March 20 -- Filmmakers beware: There's a new set of critics out there, sitting at home picking movies apart frame by frame, and then sharing the blunders with thousands of other nitpickers.

Not only have high-quality, at-home toys like DVD players made it easier to watch scenes from a movie over and over slowing them down, freezing them and finding any mistakes but that very activity has also spawned an Internet rage, with film buffs e-mailing their little hearts out.

Wrong Time Span

Gladiator earned five Academy Awards in 2000, but if there was an Oscar category for flubs, the mega-hit may have been a contender for that as well.

According to film flub expert Bill Givens and the people who visit his Web site devoted to movie mistakes, Gladiator has more than 100 glitches.

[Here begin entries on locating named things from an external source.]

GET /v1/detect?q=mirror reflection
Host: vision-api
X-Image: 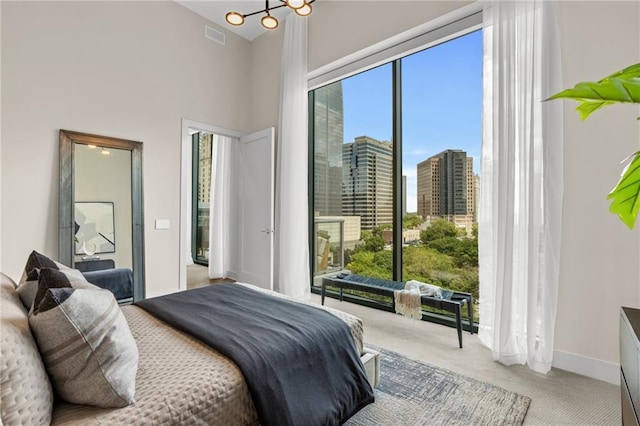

[58,130,145,303]
[73,143,133,268]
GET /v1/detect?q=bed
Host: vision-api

[0,262,379,425]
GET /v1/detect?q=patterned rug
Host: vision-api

[346,347,531,426]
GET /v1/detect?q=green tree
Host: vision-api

[356,231,385,252]
[426,237,478,268]
[402,213,424,229]
[420,219,464,244]
[347,250,392,280]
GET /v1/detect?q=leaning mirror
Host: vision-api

[58,130,145,303]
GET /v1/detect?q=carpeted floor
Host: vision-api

[346,347,531,426]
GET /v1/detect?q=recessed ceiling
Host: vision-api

[175,0,292,41]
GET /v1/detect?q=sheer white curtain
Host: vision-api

[274,13,311,299]
[479,0,563,372]
[209,134,238,278]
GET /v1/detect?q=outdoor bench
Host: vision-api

[321,274,473,348]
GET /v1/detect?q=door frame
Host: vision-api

[238,127,276,290]
[177,118,242,290]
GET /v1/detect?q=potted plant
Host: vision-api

[549,63,640,229]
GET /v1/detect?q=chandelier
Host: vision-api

[224,0,316,30]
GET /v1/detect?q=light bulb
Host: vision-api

[260,15,278,30]
[294,3,312,16]
[224,12,244,26]
[286,0,304,9]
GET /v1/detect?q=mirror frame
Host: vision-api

[58,129,145,302]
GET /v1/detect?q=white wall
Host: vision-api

[0,1,251,295]
[0,1,640,378]
[556,1,640,381]
[253,1,640,383]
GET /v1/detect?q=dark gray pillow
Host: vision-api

[16,250,98,310]
[29,268,138,407]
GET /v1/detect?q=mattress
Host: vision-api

[52,286,363,426]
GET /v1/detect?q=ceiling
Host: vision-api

[175,0,292,41]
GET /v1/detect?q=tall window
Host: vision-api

[310,31,482,322]
[191,132,213,265]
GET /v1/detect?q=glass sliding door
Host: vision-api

[401,31,482,322]
[311,64,393,285]
[310,30,482,322]
[191,132,213,265]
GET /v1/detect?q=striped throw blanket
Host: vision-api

[393,280,442,320]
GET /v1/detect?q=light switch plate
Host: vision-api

[156,219,169,229]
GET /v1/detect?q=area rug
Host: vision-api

[346,347,531,426]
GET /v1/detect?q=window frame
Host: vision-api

[307,2,482,331]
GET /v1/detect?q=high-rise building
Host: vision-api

[402,175,407,217]
[313,82,344,216]
[342,136,393,229]
[417,149,476,231]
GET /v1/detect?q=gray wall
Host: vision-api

[0,1,251,295]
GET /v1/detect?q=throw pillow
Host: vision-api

[16,250,97,310]
[0,273,53,425]
[29,268,138,408]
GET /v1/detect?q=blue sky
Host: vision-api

[342,31,482,212]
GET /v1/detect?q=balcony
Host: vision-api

[313,216,344,281]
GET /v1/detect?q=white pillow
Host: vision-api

[29,268,138,408]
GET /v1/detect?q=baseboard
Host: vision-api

[553,351,620,385]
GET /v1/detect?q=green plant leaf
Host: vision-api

[607,151,640,229]
[547,63,640,120]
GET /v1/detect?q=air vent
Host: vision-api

[204,25,224,45]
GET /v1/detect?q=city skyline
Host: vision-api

[342,31,482,212]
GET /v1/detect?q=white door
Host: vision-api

[238,127,275,290]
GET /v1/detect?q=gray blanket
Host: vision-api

[136,284,374,426]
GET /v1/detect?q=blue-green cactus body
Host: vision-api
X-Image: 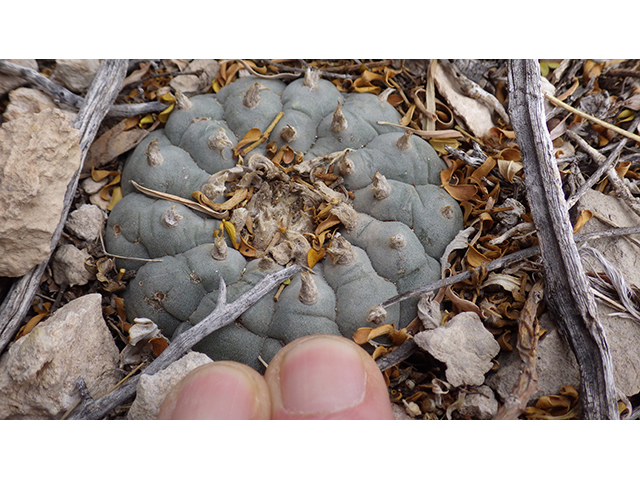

[105,72,462,369]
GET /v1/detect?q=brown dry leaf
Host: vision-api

[498,160,522,182]
[233,128,262,155]
[371,345,389,360]
[191,188,249,211]
[471,157,496,184]
[445,286,485,318]
[149,337,169,357]
[82,117,153,172]
[14,302,51,340]
[466,245,491,268]
[443,185,478,202]
[353,324,395,345]
[221,220,240,250]
[573,210,593,233]
[429,138,461,155]
[489,127,516,143]
[238,236,258,258]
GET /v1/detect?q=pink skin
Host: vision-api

[158,335,393,420]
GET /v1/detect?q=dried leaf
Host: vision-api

[238,235,258,258]
[222,220,240,250]
[107,186,122,211]
[466,245,491,268]
[83,119,152,172]
[443,185,478,202]
[191,188,249,211]
[353,324,395,345]
[573,210,593,233]
[149,337,169,357]
[445,286,484,318]
[480,272,521,292]
[498,160,522,182]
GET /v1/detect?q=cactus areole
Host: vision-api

[105,71,462,370]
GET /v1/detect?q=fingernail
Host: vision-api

[280,337,366,414]
[164,363,256,420]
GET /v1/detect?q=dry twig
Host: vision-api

[508,60,626,419]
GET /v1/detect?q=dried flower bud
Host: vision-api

[389,233,407,250]
[211,235,229,261]
[144,139,164,167]
[372,172,391,200]
[331,103,349,133]
[298,270,320,305]
[175,90,193,110]
[367,305,387,325]
[304,68,320,90]
[207,128,233,150]
[160,205,183,228]
[396,132,412,152]
[242,82,267,108]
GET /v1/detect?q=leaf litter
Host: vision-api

[6,60,640,419]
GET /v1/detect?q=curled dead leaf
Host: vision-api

[573,209,593,233]
[353,324,395,345]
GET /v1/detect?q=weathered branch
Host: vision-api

[0,60,127,353]
[0,60,167,118]
[68,265,301,420]
[508,60,619,419]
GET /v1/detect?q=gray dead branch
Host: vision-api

[67,265,301,420]
[508,60,619,419]
[0,60,167,118]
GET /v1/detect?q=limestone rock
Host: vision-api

[51,245,95,286]
[0,59,38,96]
[458,385,498,420]
[2,87,76,122]
[51,58,100,93]
[415,312,500,387]
[65,205,107,242]
[128,352,213,420]
[486,313,580,405]
[0,109,81,277]
[0,294,121,419]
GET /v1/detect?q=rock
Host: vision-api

[0,294,121,419]
[51,245,96,287]
[485,313,580,405]
[51,59,100,93]
[171,59,220,94]
[65,205,107,242]
[415,312,500,387]
[0,109,81,277]
[128,352,213,420]
[458,385,498,420]
[0,59,38,97]
[2,87,76,123]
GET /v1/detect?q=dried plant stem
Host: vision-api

[566,130,640,216]
[0,60,168,118]
[544,93,640,142]
[493,280,543,420]
[508,60,626,420]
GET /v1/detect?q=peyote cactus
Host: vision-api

[105,71,462,370]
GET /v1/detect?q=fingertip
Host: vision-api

[158,361,271,420]
[265,335,393,420]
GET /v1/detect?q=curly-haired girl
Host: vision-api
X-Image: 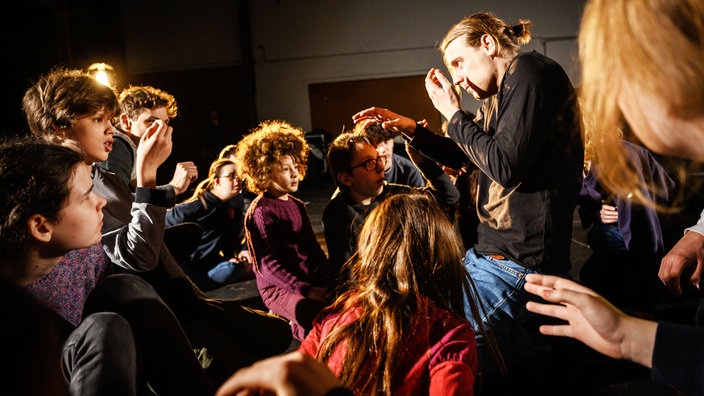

[235,121,337,340]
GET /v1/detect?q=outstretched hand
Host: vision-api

[169,161,198,195]
[425,69,462,120]
[525,274,657,367]
[658,231,704,297]
[352,107,416,136]
[136,120,173,188]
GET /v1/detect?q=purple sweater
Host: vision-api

[245,194,328,295]
[27,243,113,326]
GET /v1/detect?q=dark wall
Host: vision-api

[0,0,256,186]
[130,67,252,183]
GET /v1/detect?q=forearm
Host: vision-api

[409,125,470,169]
[102,189,171,271]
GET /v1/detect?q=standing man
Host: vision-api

[353,13,584,374]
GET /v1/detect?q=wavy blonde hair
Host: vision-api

[579,0,704,205]
[235,120,310,194]
[440,13,531,63]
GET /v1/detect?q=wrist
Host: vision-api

[621,316,658,367]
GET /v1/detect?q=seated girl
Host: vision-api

[235,121,338,340]
[166,159,251,291]
[299,193,498,395]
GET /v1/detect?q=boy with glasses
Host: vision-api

[323,125,459,285]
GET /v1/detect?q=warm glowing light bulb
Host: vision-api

[95,70,110,86]
[88,63,113,87]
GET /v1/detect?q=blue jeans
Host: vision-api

[464,248,537,375]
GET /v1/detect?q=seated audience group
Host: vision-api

[0,0,704,396]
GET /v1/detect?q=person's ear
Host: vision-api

[27,214,54,242]
[51,122,67,141]
[120,113,132,131]
[336,171,352,187]
[481,34,498,56]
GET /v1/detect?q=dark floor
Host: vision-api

[207,178,695,396]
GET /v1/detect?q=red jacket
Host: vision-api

[298,301,478,396]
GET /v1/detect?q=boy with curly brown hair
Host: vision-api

[235,120,338,340]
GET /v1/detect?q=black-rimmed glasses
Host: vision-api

[218,172,240,180]
[350,155,386,172]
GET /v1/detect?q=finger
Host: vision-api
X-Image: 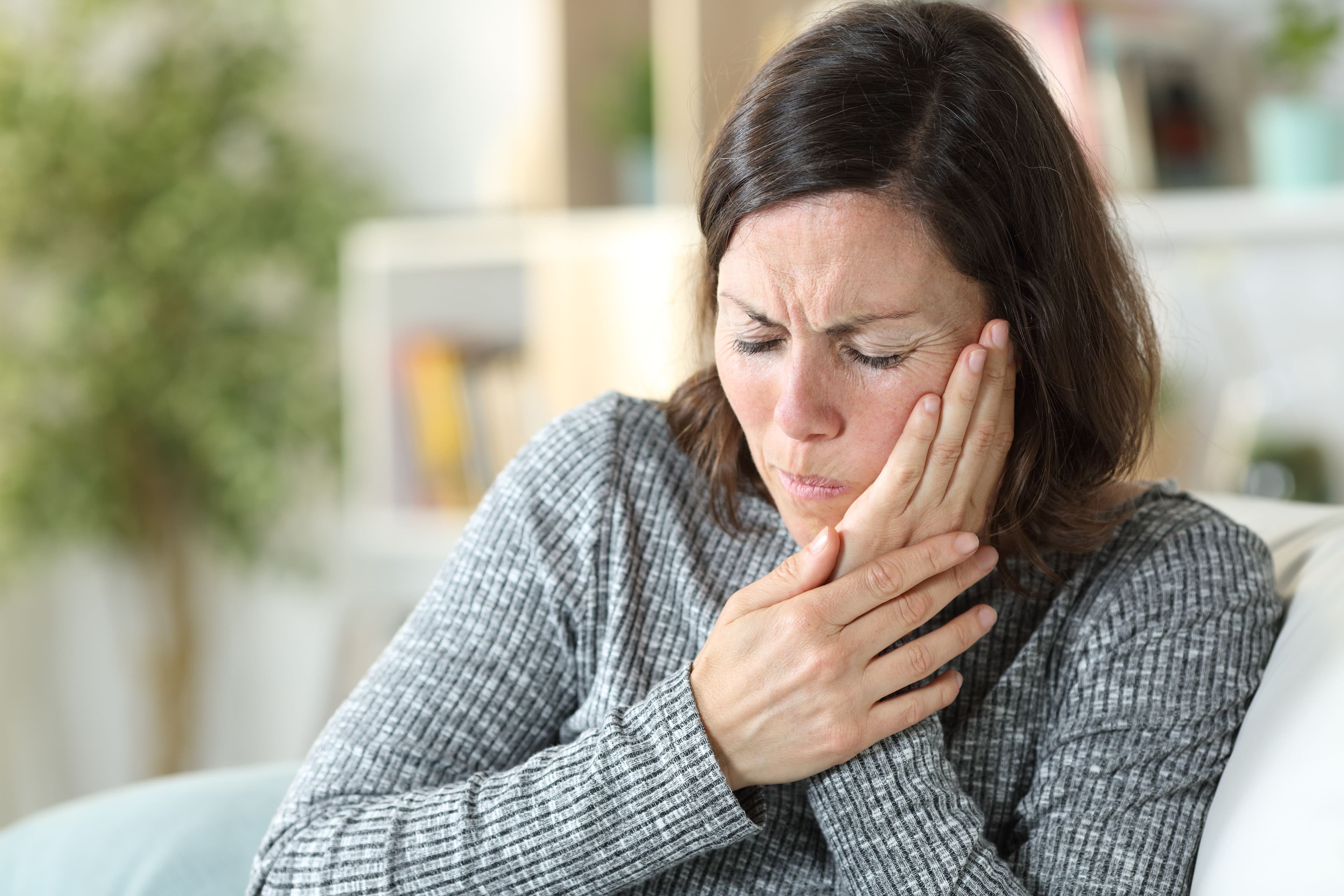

[911,343,988,508]
[831,394,946,580]
[844,544,999,657]
[966,355,1017,529]
[863,603,997,700]
[867,669,961,746]
[720,525,840,619]
[811,532,980,629]
[868,394,942,513]
[946,320,1011,516]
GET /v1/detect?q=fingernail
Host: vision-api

[976,544,999,569]
[952,532,980,553]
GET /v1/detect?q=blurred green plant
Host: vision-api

[1262,0,1340,93]
[587,42,653,149]
[0,0,371,772]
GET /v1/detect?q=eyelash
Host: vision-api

[733,338,906,371]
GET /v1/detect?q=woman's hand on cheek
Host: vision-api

[831,320,1016,579]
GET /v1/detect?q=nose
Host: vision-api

[774,340,841,442]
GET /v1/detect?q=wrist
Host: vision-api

[691,662,751,791]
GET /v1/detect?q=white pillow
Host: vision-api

[1191,533,1344,896]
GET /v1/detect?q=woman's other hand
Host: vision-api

[691,527,999,790]
[832,318,1016,579]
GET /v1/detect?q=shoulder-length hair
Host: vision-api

[664,1,1158,582]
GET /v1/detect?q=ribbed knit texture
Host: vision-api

[248,392,1281,896]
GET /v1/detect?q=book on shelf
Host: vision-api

[1004,0,1248,192]
[397,335,542,508]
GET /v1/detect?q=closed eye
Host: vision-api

[733,338,906,371]
[733,338,784,355]
[844,345,906,371]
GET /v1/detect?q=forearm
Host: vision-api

[808,715,1027,896]
[248,665,761,896]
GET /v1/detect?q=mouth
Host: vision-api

[774,468,849,501]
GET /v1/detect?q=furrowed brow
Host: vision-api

[719,293,914,336]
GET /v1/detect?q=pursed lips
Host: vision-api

[774,466,849,500]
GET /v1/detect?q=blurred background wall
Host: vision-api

[0,0,1344,822]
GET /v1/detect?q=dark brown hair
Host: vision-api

[664,1,1158,580]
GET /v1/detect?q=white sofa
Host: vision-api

[1191,494,1344,896]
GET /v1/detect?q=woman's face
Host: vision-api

[714,192,989,544]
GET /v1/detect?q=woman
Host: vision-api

[251,3,1280,893]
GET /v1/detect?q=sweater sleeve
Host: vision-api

[248,399,761,896]
[809,517,1282,896]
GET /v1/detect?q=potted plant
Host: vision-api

[0,0,367,772]
[1248,0,1344,188]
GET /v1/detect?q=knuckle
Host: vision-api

[821,713,864,764]
[778,606,817,643]
[902,641,937,681]
[896,693,925,731]
[929,441,961,465]
[894,466,923,489]
[863,558,901,596]
[801,648,844,685]
[898,588,933,631]
[919,539,947,571]
[966,427,997,454]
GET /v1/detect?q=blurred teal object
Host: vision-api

[0,764,297,896]
[1247,94,1344,189]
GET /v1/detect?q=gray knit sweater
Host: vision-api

[248,392,1281,896]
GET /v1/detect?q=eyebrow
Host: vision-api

[719,293,915,336]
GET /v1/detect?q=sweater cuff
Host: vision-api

[624,659,765,849]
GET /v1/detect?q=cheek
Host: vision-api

[843,376,927,488]
[716,349,779,454]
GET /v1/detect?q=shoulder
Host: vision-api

[1071,481,1282,677]
[470,391,693,537]
[1097,479,1274,610]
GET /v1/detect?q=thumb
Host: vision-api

[723,525,840,619]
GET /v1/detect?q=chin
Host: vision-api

[770,481,856,547]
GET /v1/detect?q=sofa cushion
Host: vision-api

[1191,532,1344,896]
[0,764,297,896]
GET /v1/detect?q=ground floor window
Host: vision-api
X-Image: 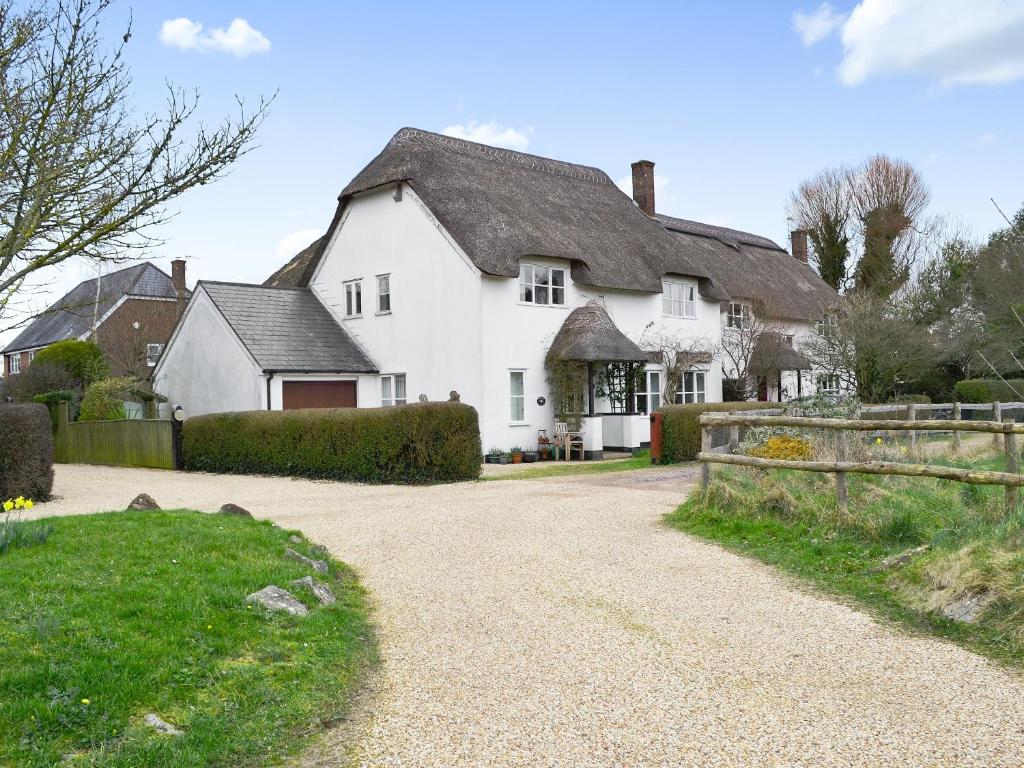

[636,371,662,415]
[817,374,841,395]
[676,371,708,402]
[381,374,407,408]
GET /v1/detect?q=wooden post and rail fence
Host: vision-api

[697,411,1024,515]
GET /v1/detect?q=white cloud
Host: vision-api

[160,17,270,58]
[839,0,1024,86]
[274,229,324,259]
[793,3,846,45]
[441,120,534,152]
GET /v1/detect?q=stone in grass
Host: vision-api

[289,577,336,605]
[246,584,309,616]
[218,503,253,520]
[871,544,929,573]
[128,494,160,512]
[285,547,328,573]
[142,712,181,736]
[942,592,992,624]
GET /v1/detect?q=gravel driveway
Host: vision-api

[32,466,1024,768]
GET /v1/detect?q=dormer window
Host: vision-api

[519,264,565,306]
[662,280,697,317]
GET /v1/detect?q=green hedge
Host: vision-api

[0,402,53,503]
[953,379,1024,402]
[660,402,781,464]
[181,402,482,483]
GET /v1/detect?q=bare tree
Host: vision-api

[0,0,272,325]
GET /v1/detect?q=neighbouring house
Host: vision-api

[155,128,837,456]
[0,259,189,378]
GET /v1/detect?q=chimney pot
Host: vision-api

[790,229,807,264]
[632,160,654,216]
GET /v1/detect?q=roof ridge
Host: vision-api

[385,128,611,183]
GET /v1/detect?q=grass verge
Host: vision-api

[0,511,375,767]
[480,451,654,480]
[667,458,1024,666]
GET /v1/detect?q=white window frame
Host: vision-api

[509,368,528,425]
[676,368,708,403]
[381,374,409,408]
[145,343,164,368]
[519,263,567,306]
[633,371,665,416]
[377,272,391,314]
[725,301,751,331]
[662,280,697,319]
[342,278,362,319]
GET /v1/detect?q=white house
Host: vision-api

[155,128,836,456]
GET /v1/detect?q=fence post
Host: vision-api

[836,429,850,517]
[1004,417,1017,515]
[700,427,711,490]
[953,402,962,454]
[906,402,918,456]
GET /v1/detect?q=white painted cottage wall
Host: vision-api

[154,285,266,417]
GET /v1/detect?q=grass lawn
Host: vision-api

[480,451,654,480]
[667,457,1024,666]
[0,511,375,768]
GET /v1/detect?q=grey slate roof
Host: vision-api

[3,261,183,352]
[548,300,650,362]
[657,214,839,321]
[197,281,377,373]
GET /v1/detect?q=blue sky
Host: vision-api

[2,0,1024,344]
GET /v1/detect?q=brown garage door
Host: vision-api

[283,381,355,411]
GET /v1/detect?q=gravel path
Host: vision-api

[32,466,1024,768]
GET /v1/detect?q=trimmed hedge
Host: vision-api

[953,379,1024,402]
[659,402,781,464]
[181,402,482,483]
[0,402,53,503]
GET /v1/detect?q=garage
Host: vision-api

[282,381,355,411]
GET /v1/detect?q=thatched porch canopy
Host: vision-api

[548,301,650,362]
[750,333,812,373]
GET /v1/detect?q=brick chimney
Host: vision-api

[632,160,654,216]
[171,259,186,314]
[790,229,807,264]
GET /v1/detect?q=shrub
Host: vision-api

[78,376,138,421]
[182,402,482,483]
[30,339,111,389]
[953,379,1024,402]
[660,402,777,464]
[751,434,814,462]
[0,402,53,502]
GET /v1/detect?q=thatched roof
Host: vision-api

[749,333,812,373]
[657,214,839,321]
[548,301,650,362]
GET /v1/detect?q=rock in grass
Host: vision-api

[218,503,253,520]
[246,584,309,616]
[289,577,336,605]
[142,712,181,736]
[871,544,929,573]
[128,494,160,512]
[942,592,992,624]
[285,547,328,573]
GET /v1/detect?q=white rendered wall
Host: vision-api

[310,184,482,409]
[154,285,266,417]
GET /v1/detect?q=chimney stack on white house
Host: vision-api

[790,229,807,264]
[632,160,654,216]
[171,259,187,315]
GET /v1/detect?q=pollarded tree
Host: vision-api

[0,0,269,318]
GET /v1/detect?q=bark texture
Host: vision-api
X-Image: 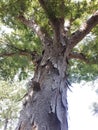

[16,41,68,130]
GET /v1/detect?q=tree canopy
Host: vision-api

[0,0,98,81]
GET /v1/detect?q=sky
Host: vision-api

[68,80,98,130]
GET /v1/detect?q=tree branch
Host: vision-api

[18,15,52,45]
[69,52,98,64]
[0,52,30,57]
[39,0,65,45]
[70,10,98,49]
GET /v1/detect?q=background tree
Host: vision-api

[0,0,98,130]
[0,80,26,130]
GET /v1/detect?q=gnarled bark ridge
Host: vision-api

[16,41,68,130]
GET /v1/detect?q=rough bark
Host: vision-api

[16,4,98,130]
[16,38,69,130]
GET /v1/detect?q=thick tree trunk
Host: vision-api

[16,45,68,130]
[4,118,8,130]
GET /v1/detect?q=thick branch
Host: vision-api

[0,52,30,57]
[70,10,98,49]
[69,52,98,64]
[18,15,51,45]
[39,0,64,44]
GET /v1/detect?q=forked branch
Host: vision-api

[69,52,98,64]
[70,10,98,49]
[18,15,51,45]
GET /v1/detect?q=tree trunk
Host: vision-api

[4,118,8,130]
[16,44,68,130]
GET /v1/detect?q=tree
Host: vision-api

[0,80,26,130]
[0,0,98,130]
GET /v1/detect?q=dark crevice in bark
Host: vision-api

[16,42,69,130]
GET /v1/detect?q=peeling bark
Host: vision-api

[16,40,69,130]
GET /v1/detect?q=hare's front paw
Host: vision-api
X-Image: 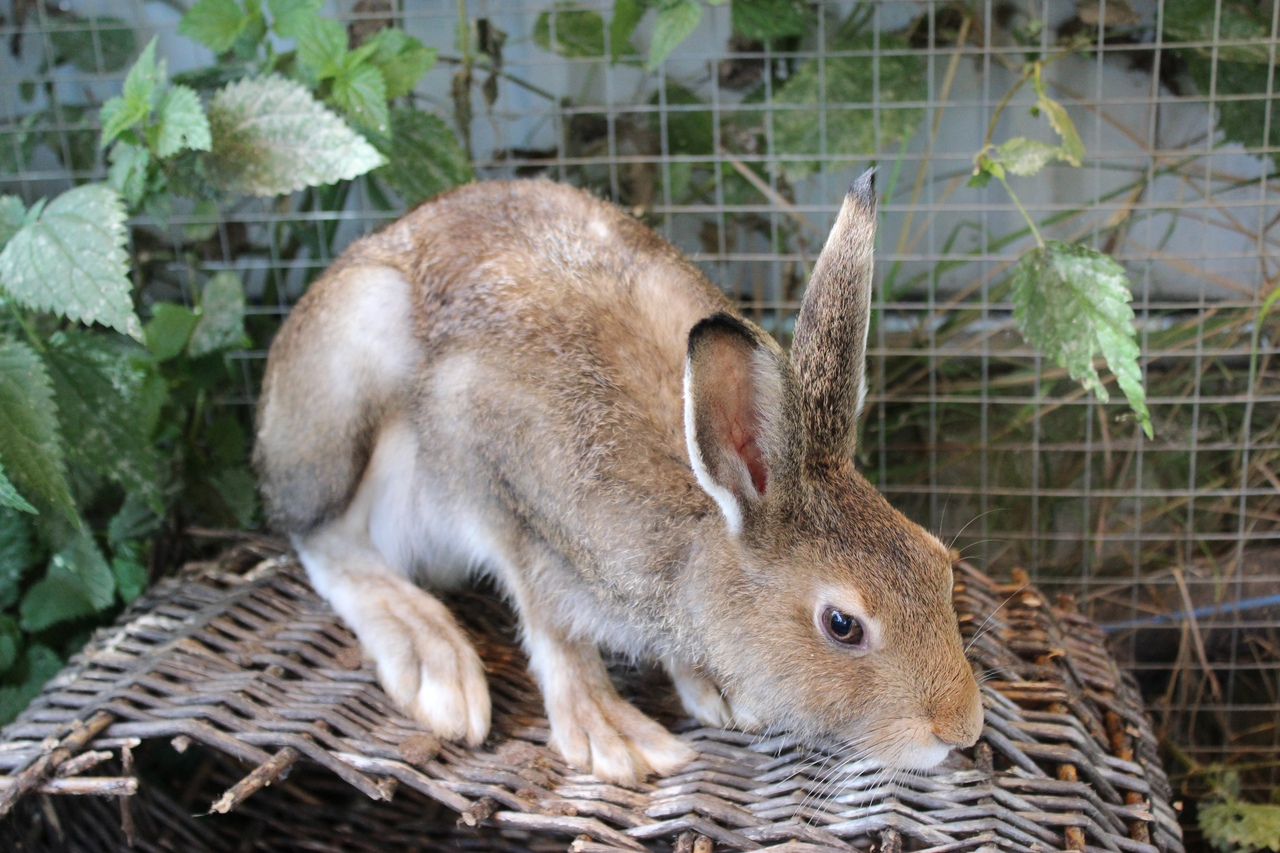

One of Givens' favorites is a chariot racing scene where viewers get a glimpse of an attachment that couldn't possibly have existed in ancient Roman times.

"The chariot flips over and you can see this gas cartridge underneath the chariot that was used to flip it," said Givens, who has written five books about mistakes in movies.

Anachronisms like that are a common error, says Givens. For example, even though Titanic pocketed 12 Oscars, not everything about the blockbuster was exactly ship-shape.

In one scene, Jack, played by Leonardo DiCaprio, warns Rose, played by Kate Winslet, that if she were to jump off the ship, the water below would be awfully cold. He would know, he said, from his ice-fishing days in Wisconsin on Lake Wisota. Interesting, because the Titanic sank in 1912, and Lake Wisota, a manmade lake, wasn't built until 1917.

Errors in Continuity

Another typical type of mistake deals with continuity, when from one scene to the next, things are not consistent or the flow of the story is interrupted. In one Titanic scene, for example, Winslet has bangs on her forehead, then in the next frame, her hair is combed back, and then it's back to bangs.